# 1010 Hydraulics Problem??



## Lunker (Jun 9, 2009)

Was running my 1962 1010 Diesel backhoe yesterday. Engine is finally running strong after replacing fuel filters. Noticed after a few hours that the backhoe arm under load is jerking/popping almost like there is air in the system... So I shut down for the day.

Always something with this machine... 

Anyone have any insight what this might be, and what I could/should do before it gets bad/worse...

The backhoe is a JD Series 50

Thanks


----------



## Lunker (Jun 9, 2009)

Hopefully no one has replied to this because it is nothing to worry about...  I guess I'll fire her up again on Saturday and see what happens. If anyone thinks I'm about to do damage, please let me know... I'll report back next week.


----------



## MFreund (May 2, 2008)

I think you have air or water in the fluid. I would check the fluid level and make sure all the zerks have grease. I have no experience with this and hoped someone better qualified would chime in.


----------



## Live Oak (Dec 22, 2003)

What do the pivot pins and bushings look like? Once they get pretty worn and sloppy, control of the back hoe arm and swing cylinders becomes much more difficult. 

The hydraulic system is self purging so if you are possibly getting air in the system, check the system oil level. It may be a combination of being a bit low and/or operating on a slope is a possibility. 

Lastly, do a function check of each cylinder by very slowly extending and retracting each cylinder. If there appears to be some delay or slop between extension and retraction. Check that cylinder by extending the cylinder back and forth in short strokes. It should respond immediately. If is does not, you may need to remove and inspect it for a damaged or loose cylinder piston.


----------



## Lunker (Jun 9, 2009)

Thanks for the replies. 

I have greased the heck out of everything...

The pins and bushings are sloppy for sure, but this "jerking" is in addition to that....
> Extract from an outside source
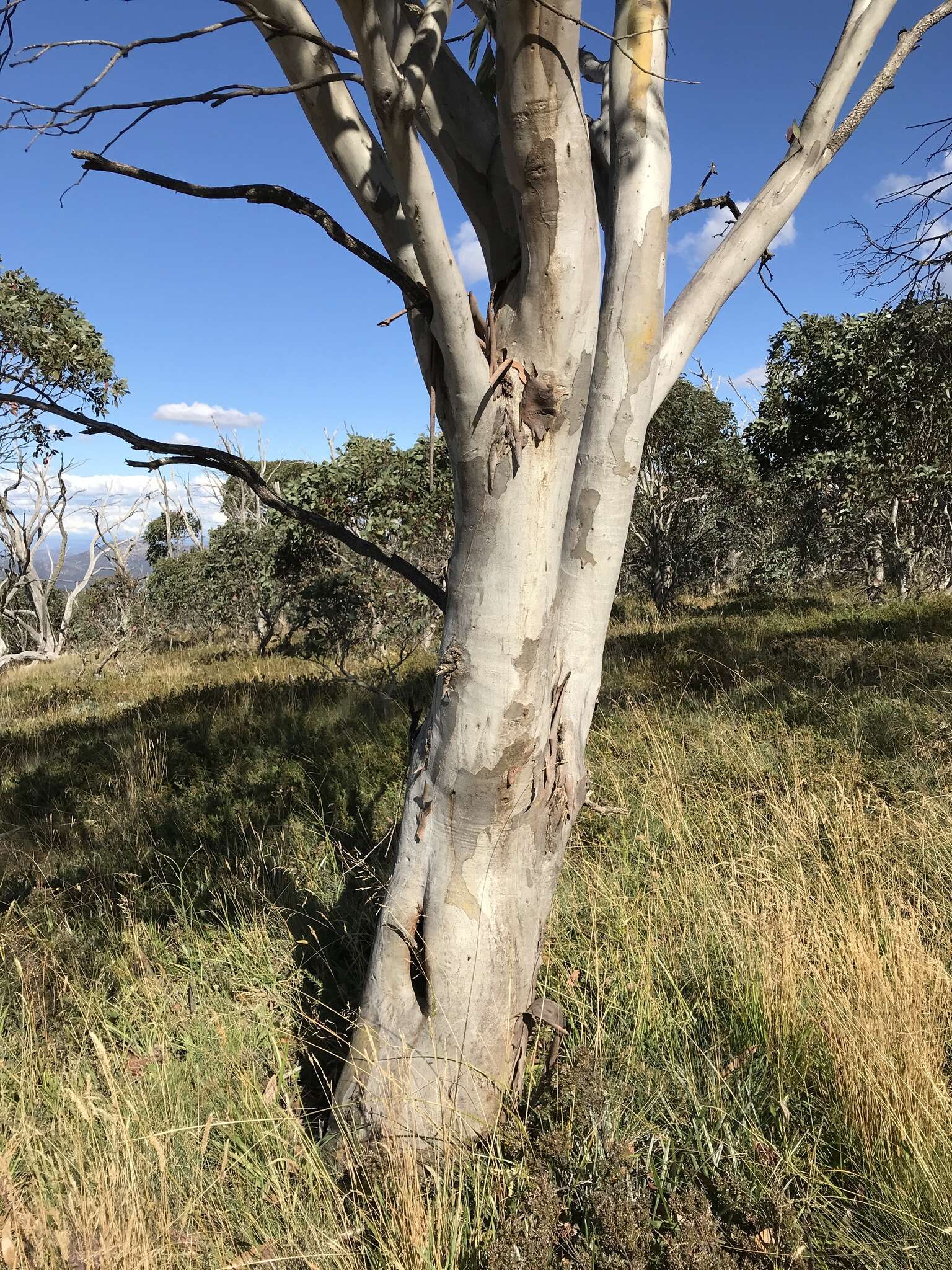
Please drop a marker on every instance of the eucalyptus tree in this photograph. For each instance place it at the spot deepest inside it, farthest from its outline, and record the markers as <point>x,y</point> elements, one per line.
<point>36,605</point>
<point>544,401</point>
I'll investigate further this weekend. 

There is a hydraulic oil filter somewhere on this machine, and the manuals does not show where it is... 

Kind of a sad question, but does anyone know where the filter is on the 1010 with a 50 series backhoe and a 710 loader ??

Maybe it is behind some of the hood sheet metal...

or maybe inside the reservoir that is in the side frame for the loader, maybe under the reservoir and I need to drain the system first?


----------



## Live Oak (Dec 22, 2003)

I believe the oil filter is inside of the hydraulic oil reserve tank. There is a cover with a handle on it next to the dip stick that has 4 bolts securing it. The filters are inside the tank under the this cover I believe.


----------



## Live Oak (Dec 22, 2003)

Do you have a parts manual for your 1010?


----------



## Lunker (Jun 9, 2009)

Thanks. 

I do have all the manuals, but none of them show where the filter is on my machine.... I see what you are talking about, it is the case on some machines with dozer attachments, but on mine the reservoir tank is inside the siderail for the loader, and there are no dipsticks no nothing.... I will check but it is possible that it is under the tank/siderail and inserted from below...weird stuff...


----------



## Lunker (Jun 9, 2009)

Seems to be OK now.... will keep an eye on it... got bigger problems to solve, starting new tread.


----------